Gap Dynamics in Aspen Stands of the Clay Belt of Northwestern Quebec following a forest tent caterpillar outbreak
Canadian Journal of Forest Research
Forest tent caterpillar (FTC; Malacosoma disstria Hübner) outbreaks represent an important natural disturbance in broadleaf-dominated stands; however, their effects on forest gap dynamics are not well understood. To describe such effects on canopy gaps and tree recruitment patterns, we investigated 20 trembling aspen (Populus tremuloides Michx.) dominated stands defoliated severely over 0 to 3 years during the last outbreak (1998–2003) in the northwestern Clay Belt of Quebec. Results show that canopy opening more than tripled (12.3%–43.7%) from 0 to 3 years of severe defoliation, and mean gap size was more than 12 times greater (7.2–87.5 m2) over the same gradient.

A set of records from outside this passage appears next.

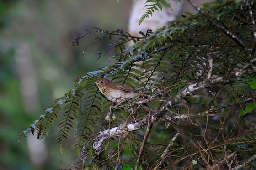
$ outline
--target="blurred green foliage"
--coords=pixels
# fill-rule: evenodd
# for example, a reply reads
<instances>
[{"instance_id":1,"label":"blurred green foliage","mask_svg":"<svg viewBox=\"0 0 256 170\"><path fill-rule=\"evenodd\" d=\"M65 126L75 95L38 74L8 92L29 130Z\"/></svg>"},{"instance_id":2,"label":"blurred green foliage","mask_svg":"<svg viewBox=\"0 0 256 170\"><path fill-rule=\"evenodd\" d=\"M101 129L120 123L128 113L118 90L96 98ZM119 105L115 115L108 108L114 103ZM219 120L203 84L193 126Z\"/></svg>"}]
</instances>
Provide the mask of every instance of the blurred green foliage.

Regeneration patterns suggest that aspen recruitment is not sufficient to completely restore closed canopies in stands defoliated 0, 1, and 2 years, whereas it should be sufficient in stands defoliated 3 years, where large gaps allow trembling aspen establishment. Our results clearly indicate that FTC outbreaks represent an important factor of gap formation in trembling aspen stands. At the stand level, gaps create uneven stand structures, and at the landscape level, FTC defoliation duration creates a large range of even to uneven stand structures.
Moulinier, J., Lorenzetti, F., Bergeron, Y. 2011. Gap dynamics in aspen stands of the Clay Belt of northwestern Quebec following a forest tent caterpillar outbreak. Canadian Journal of Forest Research. 41(8):1606-1617.